Pour quelle raison Jules Mouquet, qui connaissait bien Théo Varlet, utilisa-t-il la formule très conciliante du pseudonyme non renouvelé au lieu de faire la lumière sur cet atteinte à la propriété intellectuelle? Souhaitait-il éviter la relance d’une vieille polémique ainsi que les fastidieuses revendications d’un roman de jeunesse auquel Varlet lui-même n’accordé peut-être plus une grande importance? Quelles qu’aient été ses raisons, il sut trouver une façon plus que convenable de rendre justice à son confrère et ami tout en dressant, par la même occasion, la bibliographie la plus complète qui soit. Et d’ailleurs, c’est ne pas connaitre Varlet que de le croire à la solde de qui que ce soit.

1-Mouquet, Jules. “Bibliographie de Théo Varlet”. Lille: Mercure de Flandre (janvier 1925): 52-66

2-Willy (Théo Varlet). L’Éther consolateur. Paris: Albin Michel, 1920

3-Wullens, Maurice. “En marge”. Lille: Vouloir, nº 8 (février 1925):4. Ce texte était originalement destiné à figurer dans l’hommage collectif à Varlet du Mercure de Flandre de Janvier 1925. Toutefois, quelques recommandations de l’éditeur à l’égard de la suppression de certains passages du texte font en sorte que M. Wullent décida de le retirer.

4-Simon, Louis. “l’abcès Willy”. Cahiers des amis de Han Ryner nº 72 (mars 1964): 24, 25, 26.

5-Simon, Louis/Madaillan, Henri de. “Encore Willy”. Cahiers de Han Ryner nº 73 (juin 1964): 23, 24, 25.

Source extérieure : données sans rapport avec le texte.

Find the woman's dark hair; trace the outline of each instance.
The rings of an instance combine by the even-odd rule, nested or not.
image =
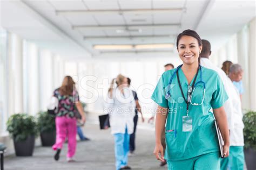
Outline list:
[[[72,95],[75,90],[76,84],[73,79],[69,75],[65,76],[62,82],[62,85],[59,88],[59,92],[62,95]]]
[[[226,75],[228,75],[230,73],[230,68],[232,65],[233,63],[228,60],[225,61],[222,63],[221,69]]]
[[[198,34],[194,30],[186,30],[183,31],[183,32],[180,33],[179,35],[178,35],[177,39],[176,41],[176,47],[177,49],[178,49],[178,46],[179,45],[179,40],[182,37],[184,36],[187,36],[194,37],[198,41],[199,46],[203,46],[202,40],[201,39],[201,38],[200,38],[199,35],[198,35]],[[198,58],[198,61],[199,62],[199,63],[200,63],[200,56]]]
[[[198,41],[198,45],[199,45],[199,46],[202,45],[203,44],[202,40],[201,39],[201,38],[200,38],[199,35],[198,35],[198,34],[194,30],[186,30],[183,31],[183,32],[180,33],[179,35],[178,35],[177,40],[176,41],[176,46],[177,48],[178,48],[178,45],[179,45],[179,40],[180,39],[180,38],[181,38],[183,36],[187,36],[194,37]]]

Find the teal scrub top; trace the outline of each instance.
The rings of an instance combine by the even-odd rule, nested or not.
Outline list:
[[[201,154],[219,151],[212,108],[221,107],[228,99],[223,82],[215,71],[201,67],[202,80],[205,83],[205,95],[201,105],[189,105],[188,116],[192,118],[192,132],[183,132],[183,116],[186,116],[186,103],[178,83],[177,75],[170,85],[171,97],[165,97],[170,80],[176,68],[166,71],[161,75],[151,98],[158,105],[169,108],[166,126],[166,149],[165,159],[181,160]],[[187,100],[188,83],[181,68],[178,70],[183,93]],[[192,86],[194,77],[191,81]],[[196,83],[200,80],[198,73]],[[198,86],[193,94],[192,102],[200,103],[203,88]]]

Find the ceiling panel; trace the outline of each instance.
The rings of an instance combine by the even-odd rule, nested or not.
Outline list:
[[[152,0],[154,9],[182,8],[185,0]]]
[[[78,31],[84,36],[105,36],[104,32],[102,30],[95,31],[91,29],[79,29]]]
[[[140,29],[140,32],[130,32],[130,34],[132,36],[147,36],[153,35],[153,29],[150,27]]]
[[[171,12],[156,13],[153,15],[154,24],[179,24],[182,12]]]
[[[57,10],[86,10],[82,0],[80,1],[49,1]]]
[[[124,13],[124,17],[129,25],[152,24],[151,14]]]
[[[121,9],[151,9],[151,0],[118,0]]]
[[[124,30],[125,27],[120,27],[121,29],[120,30]],[[113,29],[108,29],[105,30],[105,32],[107,34],[107,36],[129,36],[129,33],[125,31],[124,32],[120,32],[120,33],[117,33],[117,30],[118,30],[116,28],[113,28]]]
[[[166,34],[176,34],[179,29],[179,26],[168,26],[154,28],[154,32],[158,35],[166,35]]]
[[[113,15],[111,13],[99,13],[95,15],[94,16],[99,23],[99,25],[124,25],[124,20],[123,16],[118,14]]]
[[[113,0],[84,0],[90,10],[118,10],[116,1]]]
[[[86,14],[66,15],[65,17],[67,18],[73,25],[98,25],[91,15]]]

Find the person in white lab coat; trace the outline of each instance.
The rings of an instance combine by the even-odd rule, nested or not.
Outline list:
[[[171,63],[167,63],[164,66],[165,72],[167,70],[170,70],[173,68],[174,68],[174,66],[173,66],[173,65]],[[157,106],[158,105],[157,104],[157,106],[156,107],[156,108],[157,108]],[[154,121],[155,116],[156,116],[156,113],[153,112],[151,117],[149,119],[149,121],[148,121],[149,123],[151,121]],[[161,135],[161,144],[163,145],[163,147],[164,148],[164,153],[165,153],[165,147],[166,147],[166,144],[165,143],[165,128],[163,131],[163,133]],[[166,164],[167,164],[167,161],[166,160],[165,160],[164,161],[161,162],[161,163],[160,163],[159,166],[164,166]]]
[[[207,40],[202,40],[203,50],[200,55],[201,66],[216,71],[223,82],[228,100],[224,104],[227,114],[230,135],[230,155],[221,161],[221,169],[244,169],[244,123],[239,94],[231,80],[220,68],[214,66],[209,60],[211,44]]]
[[[117,87],[114,88],[114,82]],[[111,133],[114,137],[116,169],[130,169],[127,166],[130,135],[133,132],[136,103],[126,77],[119,74],[113,79],[107,103]]]

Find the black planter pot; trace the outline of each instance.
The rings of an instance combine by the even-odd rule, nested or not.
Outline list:
[[[32,156],[35,147],[35,136],[30,136],[24,141],[14,141],[16,156]]]
[[[244,149],[245,162],[247,170],[256,169],[256,151],[252,148]]]
[[[55,143],[56,131],[53,130],[50,132],[41,133],[40,136],[43,146],[51,146]]]

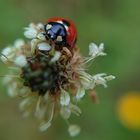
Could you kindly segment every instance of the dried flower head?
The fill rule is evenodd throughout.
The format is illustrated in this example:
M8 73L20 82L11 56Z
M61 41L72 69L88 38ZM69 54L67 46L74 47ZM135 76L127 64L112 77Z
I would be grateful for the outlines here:
M65 36L58 35L63 31L62 23L59 21L60 27L54 22L51 24L31 23L24 32L29 39L27 43L18 39L1 52L1 60L11 68L4 78L8 94L23 98L20 103L23 115L34 113L41 121L41 131L51 126L54 115L59 112L67 122L71 113L79 116L81 109L77 103L86 91L91 93L96 85L107 87L107 81L115 78L105 73L90 75L86 71L88 62L106 55L103 43L99 46L91 43L89 56L83 57L75 44L70 47ZM62 28L55 39L46 34L46 30L54 25L55 29ZM55 30L51 31L54 33ZM69 125L68 132L76 136L80 127Z

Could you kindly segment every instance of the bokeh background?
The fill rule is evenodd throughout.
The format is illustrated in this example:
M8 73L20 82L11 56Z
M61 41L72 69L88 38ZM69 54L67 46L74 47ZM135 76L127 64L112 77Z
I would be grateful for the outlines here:
M78 46L88 53L90 42L105 43L106 57L93 63L92 73L116 76L109 87L97 87L99 103L88 96L83 114L72 121L82 127L76 140L140 140L140 1L139 0L0 0L0 50L23 38L23 27L60 16L75 21ZM0 63L0 75L6 67ZM1 80L0 80L1 81ZM0 140L70 140L65 122L57 117L46 133L34 117L23 118L18 99L0 84Z

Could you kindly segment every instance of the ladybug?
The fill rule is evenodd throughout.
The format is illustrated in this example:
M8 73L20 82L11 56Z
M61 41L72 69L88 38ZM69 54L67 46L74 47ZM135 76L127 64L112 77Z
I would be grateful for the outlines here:
M44 25L45 37L56 46L74 48L77 30L74 23L65 18L50 18Z

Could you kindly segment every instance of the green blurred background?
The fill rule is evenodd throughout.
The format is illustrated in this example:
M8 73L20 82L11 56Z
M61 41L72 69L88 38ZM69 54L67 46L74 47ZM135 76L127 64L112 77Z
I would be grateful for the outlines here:
M92 73L106 72L116 79L109 87L97 87L99 104L86 96L81 117L72 121L82 127L76 140L140 140L140 131L125 127L117 113L118 99L140 91L140 1L139 0L0 0L0 49L23 38L23 27L60 16L75 21L78 46L88 53L90 42L105 43L106 57L93 63ZM0 64L0 73L6 67ZM18 99L0 85L0 140L70 140L65 122L57 117L46 133L37 129L33 117L24 119ZM139 108L140 110L140 108ZM134 118L135 119L135 118Z

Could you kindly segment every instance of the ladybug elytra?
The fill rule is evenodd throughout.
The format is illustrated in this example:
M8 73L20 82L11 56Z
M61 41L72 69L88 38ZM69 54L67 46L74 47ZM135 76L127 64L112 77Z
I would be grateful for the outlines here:
M45 37L59 47L75 47L77 30L74 23L64 18L51 18L44 25Z

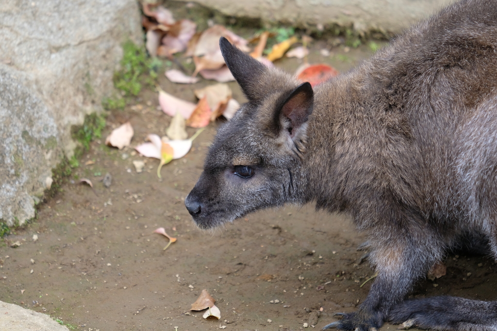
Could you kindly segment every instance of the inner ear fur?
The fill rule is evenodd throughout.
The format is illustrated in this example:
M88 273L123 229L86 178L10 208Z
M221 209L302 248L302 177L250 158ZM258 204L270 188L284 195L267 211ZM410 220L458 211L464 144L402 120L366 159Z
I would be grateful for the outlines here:
M219 47L225 62L247 98L254 101L265 94L267 91L257 88L266 70L264 65L234 46L224 37L219 39Z
M306 82L287 94L282 100L275 112L275 127L280 131L281 120L286 119L290 123L290 126L286 128L287 132L293 138L297 129L307 122L309 115L312 114L314 91L311 84Z

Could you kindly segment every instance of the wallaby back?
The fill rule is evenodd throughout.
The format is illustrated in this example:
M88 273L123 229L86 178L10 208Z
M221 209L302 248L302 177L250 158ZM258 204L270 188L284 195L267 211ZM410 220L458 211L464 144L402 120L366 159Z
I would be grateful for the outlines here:
M454 4L314 89L220 45L248 102L185 200L199 226L287 202L346 212L378 276L358 311L328 327L497 330L495 301L403 302L461 238L486 238L497 256L497 1Z

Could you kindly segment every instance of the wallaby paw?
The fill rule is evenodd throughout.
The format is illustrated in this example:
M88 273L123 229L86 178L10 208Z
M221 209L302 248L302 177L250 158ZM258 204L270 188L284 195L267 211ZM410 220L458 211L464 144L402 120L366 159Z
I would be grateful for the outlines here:
M333 315L341 316L341 320L325 326L321 330L336 329L343 331L377 331L383 325L383 319L375 314L360 312L349 314L335 313Z
M436 330L495 330L497 302L449 296L408 300L394 307L388 319L400 329L415 326Z

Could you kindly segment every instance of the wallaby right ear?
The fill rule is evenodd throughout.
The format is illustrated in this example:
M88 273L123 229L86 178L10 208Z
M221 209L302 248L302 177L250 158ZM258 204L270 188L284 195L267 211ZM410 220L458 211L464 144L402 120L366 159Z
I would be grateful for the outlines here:
M256 85L266 67L256 60L234 46L224 37L219 39L219 46L224 61L248 100L260 97Z

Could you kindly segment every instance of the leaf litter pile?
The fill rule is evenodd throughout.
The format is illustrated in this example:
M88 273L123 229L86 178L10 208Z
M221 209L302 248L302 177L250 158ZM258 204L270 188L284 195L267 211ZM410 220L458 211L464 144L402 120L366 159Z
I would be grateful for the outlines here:
M156 85L160 109L171 118L170 124L162 136L157 132L149 132L146 141L133 148L143 156L159 160L157 176L160 178L163 166L184 156L204 128L219 118L229 121L240 107L240 103L233 98L232 91L226 84L235 78L221 54L219 47L221 37L226 38L268 67L273 66L275 62L284 56L302 60L303 64L296 72L296 77L302 81L309 81L313 86L338 74L336 69L327 65L308 63L307 46L312 39L307 36L300 39L296 35L289 36L267 47L269 38L275 36L274 33L268 31L257 33L248 40L219 24L197 31L194 22L188 19L175 19L171 11L162 5L144 3L142 8L142 24L146 31L145 47L149 55L152 58L165 58L177 65L177 68L164 72L167 79L181 84L197 83L201 79L199 76L214 81L202 88L192 89L198 99L196 104L182 100L165 91L158 84ZM296 44L299 45L294 47ZM177 61L175 57L177 53L182 53L183 58L191 59L195 66L193 72L188 72ZM186 127L197 129L189 138ZM122 149L131 145L134 134L133 127L128 122L113 130L105 139L105 143ZM144 162L134 161L134 164L137 172L141 172ZM89 180L82 181L92 186ZM164 227L158 228L154 233L168 239L164 250L176 241L176 238L166 233ZM221 311L214 304L215 301L207 290L203 290L197 301L192 304L191 310L205 310L203 315L204 319L214 317L219 320Z

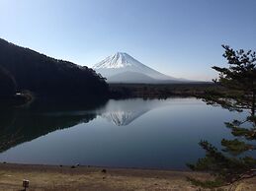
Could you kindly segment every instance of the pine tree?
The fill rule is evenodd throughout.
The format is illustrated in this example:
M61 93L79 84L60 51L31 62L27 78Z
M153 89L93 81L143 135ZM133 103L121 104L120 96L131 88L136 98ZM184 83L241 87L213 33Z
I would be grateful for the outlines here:
M200 146L206 151L206 157L188 166L193 170L209 171L215 177L214 180L206 182L190 179L201 186L221 186L256 176L256 159L251 154L256 150L256 53L242 49L235 51L226 45L222 47L228 68L213 67L219 73L214 83L220 89L209 92L204 100L229 110L249 110L249 116L244 121L225 123L235 139L222 139L221 151L208 141L200 142Z
M9 97L16 93L16 82L13 76L0 66L0 97Z

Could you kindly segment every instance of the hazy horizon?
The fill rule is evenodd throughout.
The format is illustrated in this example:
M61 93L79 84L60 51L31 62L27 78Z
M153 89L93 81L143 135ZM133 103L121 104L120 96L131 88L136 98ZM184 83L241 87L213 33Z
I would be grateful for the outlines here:
M221 44L256 50L256 2L2 0L0 37L92 67L127 52L169 76L211 81Z

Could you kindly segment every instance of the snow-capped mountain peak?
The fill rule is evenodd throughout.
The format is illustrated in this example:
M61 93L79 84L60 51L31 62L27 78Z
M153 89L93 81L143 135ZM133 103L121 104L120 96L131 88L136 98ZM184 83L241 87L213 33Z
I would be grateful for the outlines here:
M124 68L128 66L141 64L130 55L126 52L117 52L112 56L107 57L100 63L96 64L93 69L103 69L103 68Z
M157 83L178 81L137 61L125 52L117 52L93 66L93 69L114 83Z

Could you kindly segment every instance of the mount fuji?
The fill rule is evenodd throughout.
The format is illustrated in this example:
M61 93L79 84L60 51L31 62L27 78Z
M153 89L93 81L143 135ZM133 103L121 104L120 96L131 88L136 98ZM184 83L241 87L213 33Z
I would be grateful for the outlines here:
M187 80L164 75L125 52L117 52L93 66L109 83L181 83Z

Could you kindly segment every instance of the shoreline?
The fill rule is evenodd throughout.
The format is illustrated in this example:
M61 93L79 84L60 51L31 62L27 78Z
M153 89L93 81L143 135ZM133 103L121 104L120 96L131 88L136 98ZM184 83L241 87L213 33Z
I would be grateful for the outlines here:
M0 190L21 190L23 179L30 180L28 190L199 190L187 177L207 180L211 175L164 169L0 163ZM252 178L235 183L231 190L250 191L255 187L256 178Z

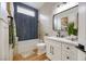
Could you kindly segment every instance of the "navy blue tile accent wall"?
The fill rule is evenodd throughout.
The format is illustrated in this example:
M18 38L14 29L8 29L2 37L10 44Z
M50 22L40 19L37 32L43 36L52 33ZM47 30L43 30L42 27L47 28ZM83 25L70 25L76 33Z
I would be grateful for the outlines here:
M35 17L19 13L17 5L35 11ZM38 10L21 2L14 2L14 18L20 41L38 38Z

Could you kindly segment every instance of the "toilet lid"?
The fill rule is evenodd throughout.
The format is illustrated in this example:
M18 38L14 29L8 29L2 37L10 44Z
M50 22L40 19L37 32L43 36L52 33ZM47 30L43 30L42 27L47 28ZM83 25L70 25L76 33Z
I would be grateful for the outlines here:
M37 46L46 46L46 43L37 43Z

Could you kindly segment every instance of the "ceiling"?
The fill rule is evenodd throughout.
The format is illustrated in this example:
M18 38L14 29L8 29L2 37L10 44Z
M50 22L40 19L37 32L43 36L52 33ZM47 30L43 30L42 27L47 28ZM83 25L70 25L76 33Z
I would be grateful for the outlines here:
M23 2L23 3L33 7L35 9L40 9L45 4L45 2Z

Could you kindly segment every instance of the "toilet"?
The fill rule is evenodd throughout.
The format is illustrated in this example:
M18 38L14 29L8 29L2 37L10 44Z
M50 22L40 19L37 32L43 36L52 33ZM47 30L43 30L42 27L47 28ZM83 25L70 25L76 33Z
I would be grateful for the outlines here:
M37 54L44 54L46 53L46 43L37 43Z

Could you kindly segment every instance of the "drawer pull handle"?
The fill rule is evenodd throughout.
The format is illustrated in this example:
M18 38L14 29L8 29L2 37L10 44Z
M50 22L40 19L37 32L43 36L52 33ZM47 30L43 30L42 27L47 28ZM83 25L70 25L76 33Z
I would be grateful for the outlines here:
M66 49L70 49L69 47Z
M70 59L69 56L66 59Z

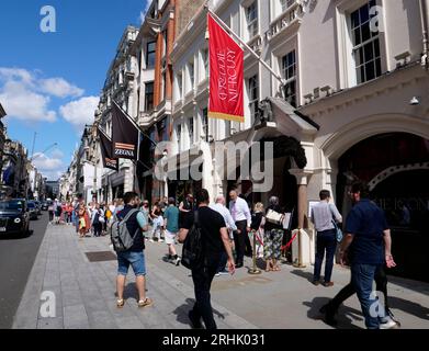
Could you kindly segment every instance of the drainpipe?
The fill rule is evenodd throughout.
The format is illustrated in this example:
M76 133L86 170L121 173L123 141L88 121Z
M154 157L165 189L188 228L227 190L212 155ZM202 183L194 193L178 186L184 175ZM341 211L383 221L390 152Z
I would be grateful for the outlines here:
M427 0L419 0L420 5L420 19L421 19L421 30L424 37L424 56L421 57L421 66L428 69L429 64L429 37L428 37L428 19L426 9L428 8Z

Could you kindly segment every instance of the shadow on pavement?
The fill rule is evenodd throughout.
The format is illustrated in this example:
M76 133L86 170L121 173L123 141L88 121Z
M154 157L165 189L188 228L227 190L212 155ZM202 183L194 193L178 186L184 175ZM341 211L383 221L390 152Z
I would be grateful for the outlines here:
M23 240L30 238L33 235L33 230L29 230L24 234L5 234L0 236L0 241L2 240Z
M391 308L400 309L409 315L414 315L420 319L429 320L429 308L421 306L418 303L406 301L404 298L388 296Z
M303 305L309 307L307 317L326 324L324 315L319 309L328 302L329 298L327 297L315 297L312 302L304 302ZM330 326L335 329L362 329L353 324L355 321L363 321L362 313L358 309L341 306L336 315L336 320L338 324L336 326Z
M184 304L176 308L172 313L177 315L177 320L183 325L189 325L191 327L191 321L189 320L188 313L193 309L195 299L187 298ZM225 319L225 316L218 310L213 308L213 315L219 319Z
M291 273L306 279L309 283L313 282L313 273L304 272L304 271L300 271L300 270L293 270L293 271L291 271Z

6-Simon, Louis/Millet, Marcel. “Retour sur Willy  et Varlet”. Cahiers de Han Ryner nº 75 (décembre 1964): 27

7-La même sans doute dont parla Maurice Wullens et, peut-être aussi, une de celles vendues chez Piasa en octobre 2001.

8-Liedekerke, Arnould de. La belle époque de l’opium. Paris: Éditions de la Différence, 1984: 38.

9-Liedekerke, Arnould de. “Stupéfiante fin de siècle”. Paris: Magazine littéraire, nº 288 (mai 1991): 72.

10-Willy. Le troisième sexe. Question de Genre/GKC. 2014: 7, 336.